Allie smiled. The lamp hadn’t changed her appearance any. Still there. Still real.
“Pinnix and Ramseur attacked Mr. Swanson, who had been watching a basketball game in his basement man-cave, by striking him over the head with a softball bat before leaving him for dead and proceeding upstairs.”
I stopped reading.
“See?” She said. “You did it. You’re a double Hero of the Month.”
I stared at the words on the page. I closed the magazine and rolled it into a tube. I looked at the end table upon which the lamp sat and squinted at the grain of the wood. No telltale black line around the table’s edges; this appeared to be solid wood.
“What is all this?” I asked.
“You suffered a nervous breakdown,” she said. “You got hit on the head, and that didn’t help any, but it wasn’t a very good whack. You’ve been deteriorating ever since this happened, and you suffered a nervous breakdown because you couldn’t get over how narrowly we escaped the exact fate that Dr. Koenig managed to convince you was the truth. And I understand that. It was a close call.”

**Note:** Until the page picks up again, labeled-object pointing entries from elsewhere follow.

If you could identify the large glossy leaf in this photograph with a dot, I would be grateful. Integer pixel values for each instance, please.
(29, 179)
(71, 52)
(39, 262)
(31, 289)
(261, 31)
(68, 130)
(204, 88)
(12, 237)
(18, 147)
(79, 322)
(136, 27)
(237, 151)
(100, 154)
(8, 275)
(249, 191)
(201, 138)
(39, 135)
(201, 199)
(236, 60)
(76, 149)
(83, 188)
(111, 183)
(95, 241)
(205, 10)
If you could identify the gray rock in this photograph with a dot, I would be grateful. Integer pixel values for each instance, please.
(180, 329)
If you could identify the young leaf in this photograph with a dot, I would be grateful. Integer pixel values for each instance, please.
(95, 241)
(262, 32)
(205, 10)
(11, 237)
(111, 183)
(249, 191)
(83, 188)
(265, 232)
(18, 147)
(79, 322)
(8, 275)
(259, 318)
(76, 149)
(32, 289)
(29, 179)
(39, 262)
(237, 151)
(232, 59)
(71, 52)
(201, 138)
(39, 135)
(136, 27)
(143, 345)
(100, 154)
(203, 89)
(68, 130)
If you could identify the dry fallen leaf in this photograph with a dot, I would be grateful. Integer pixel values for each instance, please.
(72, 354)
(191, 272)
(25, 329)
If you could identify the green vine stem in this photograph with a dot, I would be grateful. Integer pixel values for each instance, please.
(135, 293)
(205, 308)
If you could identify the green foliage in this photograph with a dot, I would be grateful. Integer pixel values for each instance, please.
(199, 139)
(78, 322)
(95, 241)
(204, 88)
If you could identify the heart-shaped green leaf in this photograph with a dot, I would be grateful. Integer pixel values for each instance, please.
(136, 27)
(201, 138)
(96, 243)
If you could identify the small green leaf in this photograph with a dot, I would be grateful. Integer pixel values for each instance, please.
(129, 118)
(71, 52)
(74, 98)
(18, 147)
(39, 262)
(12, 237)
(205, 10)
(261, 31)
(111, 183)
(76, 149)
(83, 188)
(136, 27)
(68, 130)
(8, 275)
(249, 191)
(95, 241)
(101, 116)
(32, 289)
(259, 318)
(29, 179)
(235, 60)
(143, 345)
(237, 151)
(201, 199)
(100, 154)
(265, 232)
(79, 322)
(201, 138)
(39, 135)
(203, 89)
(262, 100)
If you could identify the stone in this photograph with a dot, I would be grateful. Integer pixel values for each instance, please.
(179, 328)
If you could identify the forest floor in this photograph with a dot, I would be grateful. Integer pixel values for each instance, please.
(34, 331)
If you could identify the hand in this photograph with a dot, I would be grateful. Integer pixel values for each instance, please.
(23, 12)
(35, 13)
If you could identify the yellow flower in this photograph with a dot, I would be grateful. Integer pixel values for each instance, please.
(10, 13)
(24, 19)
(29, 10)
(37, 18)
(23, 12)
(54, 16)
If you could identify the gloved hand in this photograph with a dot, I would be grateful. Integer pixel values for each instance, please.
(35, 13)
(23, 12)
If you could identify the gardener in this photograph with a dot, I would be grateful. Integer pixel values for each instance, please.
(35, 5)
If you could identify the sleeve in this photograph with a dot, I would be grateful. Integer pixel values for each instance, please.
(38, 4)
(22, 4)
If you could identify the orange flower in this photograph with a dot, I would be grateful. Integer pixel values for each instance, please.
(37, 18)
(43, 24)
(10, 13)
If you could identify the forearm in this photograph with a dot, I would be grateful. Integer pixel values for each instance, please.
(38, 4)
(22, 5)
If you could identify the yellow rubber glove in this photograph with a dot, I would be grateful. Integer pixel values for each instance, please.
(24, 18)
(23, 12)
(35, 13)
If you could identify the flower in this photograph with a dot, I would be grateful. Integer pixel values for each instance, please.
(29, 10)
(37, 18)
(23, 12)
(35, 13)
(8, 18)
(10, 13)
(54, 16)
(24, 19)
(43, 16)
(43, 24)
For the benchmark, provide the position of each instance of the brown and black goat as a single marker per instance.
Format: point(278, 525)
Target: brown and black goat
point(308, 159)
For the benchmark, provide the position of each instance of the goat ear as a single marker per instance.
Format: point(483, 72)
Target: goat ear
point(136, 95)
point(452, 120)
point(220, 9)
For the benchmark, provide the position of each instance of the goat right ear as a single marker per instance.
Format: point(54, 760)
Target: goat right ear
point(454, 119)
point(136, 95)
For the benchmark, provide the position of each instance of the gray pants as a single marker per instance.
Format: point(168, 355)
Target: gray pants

“Why would Dr. Koenig want to do that?”
“A form of aversion therapy,” she replied. “So he said. You were terrified of what could have happened, so he thought it would be a good idea to take you through it. And show you that you could survive it. Let these fears run their course, he said, so that Kevin can put them away. I went along with it because you seemed like such a wreck. I wish I hadn’t.”
I looked down at her hands. They were soft, delicate. Like her face.
“It sounds so elaborate,” I said. “I mean… I did testify, which means this is…”
She rose suddenly, and I stopped mid-sentence. We locked eyes and remained that way for a long moment. I saw no fear in her eyes, but I knew she saw it in mine. Dark waves rose and fell within me, a deep and black seascape where nothing stayed level and a person could dive forever and never reach bottom. I thought of the Bald Man, and I thought of golems, and I thought that maybe he wasn’t the only one who could conjure things.
But I said none of this.
“It’s over,” she said. “I’m taking you home.”
“Now?”
“You’re not in prison. You’re not under an involuntary commitment.”
“Bobby’s not dead?” I asked. “Wasn’t killed in the war like Koenig said?”
She laughed. The sound washed over me like a warm shower in the middle of January.
“Very much alive,” she said. “And he’s at the house with Kate. I told them I was bringing you home tonight, and they wanted to be there. Bobby bought a case of beer. It’s probably half gone by now, but if we hurry you might still get one or two.”
“Abby?”
“Right now, she’s at home sleeping,” Allie said. “Unless she’s gotten up and gotten on her phone again.”